Hundreds of school and college leavers expecting to gain new vocational A levels have had their hopes of a place in higher education dashed by red tape.
Admissions chiefs said this week they were "seriously concerned" that administrative delays in awarding Advanced General National Vocational Qualifications were preventing students from taking up conditional offers.
The Universities and Colleges Admissions Service called for a review of GNVQ certification procedures after the heads of the national bodies which oversee the qualifications admitted that up to a third of students awaiting awards could be stuck in the system because of hold-ups in paperwork.
The National Council for Vocational Qualifications and the Joint Council of National Vocational Awarding Bodies claimed that apparently poor completion rates among Advanced GNVQ students were likely to improve considerably by October as schools, colleges and awarding bodies got round to organising certification of students' achievements.
They said the experience of last year's round of awards suggested the number of completions reported, 13,000 out of 42,000 students who embarked on courses in 1992 and 1993, would double over the next two months.
But Tony Higgins, chief executive of UCAS, said this would probably be too late for students who knew they would gain a GNVQ but needed the paperwork as proof to take up the offer of a place.
"It appears there may be many people who completed coursework assignments during the summer but have to wait for them to be checked and processed before they can get a certificate. They are unlikely to get a place this year," he said.
Critics of GNVQs, launched by John Major in 1991 and heavily promoted by ministers as a new route into higher education, say that college tutors have been swamped by paperwork generated by a bureaucratic assessment regime brought in by the new qualifications.
This has led to what the NCVQ has described as "teething problems" in the delivery of courses leading to the award of GNVQs. Though the qualifications are designed so that students do not need to complete within a set period, these problems have had a significant impact on some students hoping to enter higher education.
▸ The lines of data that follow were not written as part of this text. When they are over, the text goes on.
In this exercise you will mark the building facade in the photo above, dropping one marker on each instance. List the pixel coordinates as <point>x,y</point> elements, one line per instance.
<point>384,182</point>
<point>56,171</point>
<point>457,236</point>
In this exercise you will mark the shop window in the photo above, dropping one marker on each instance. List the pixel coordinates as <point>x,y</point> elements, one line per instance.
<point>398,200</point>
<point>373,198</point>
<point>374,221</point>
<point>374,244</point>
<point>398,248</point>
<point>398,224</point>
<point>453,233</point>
At Wirral Metropolitan College, one of the biggest providers of GNVQ courses in the country, students expecting to gain Advanced GNVQs in business and finance discovered too late that their assignment work was incomplete.
Student Leon Ross said tutors had sent him a note to say more assignment work was needed, even though he had completed everything set at the beginning of the course. Lecturers responsible for the course are on holiday, and a place at Leeds Metropolitan University has now been withdrawn. "I don't understand what has happened and I feel a bit let down," he said.
* An internal circulating in the Department for Education and Employment suggests lines to take following publication of various examination results between August 17 and 24.
The note by a senior official in the department, David Forrester, says that if results have "improved", then "we will press the competitiveness button, drawing attention to the way that this puts us further on course towards the National Targets etc".
If, however, the results show a "deterioration" or fall short of expectation, then the department "will emphasise the high standards expected of all who aspire towards our rigorous qualification, whether old and established or new and improving". Mr Forrester says that "ideally, of course we will have enough 'improvement' to be able to press the competitiveness button, but not too much - so that we can also emphasise that standards have been fully maintained".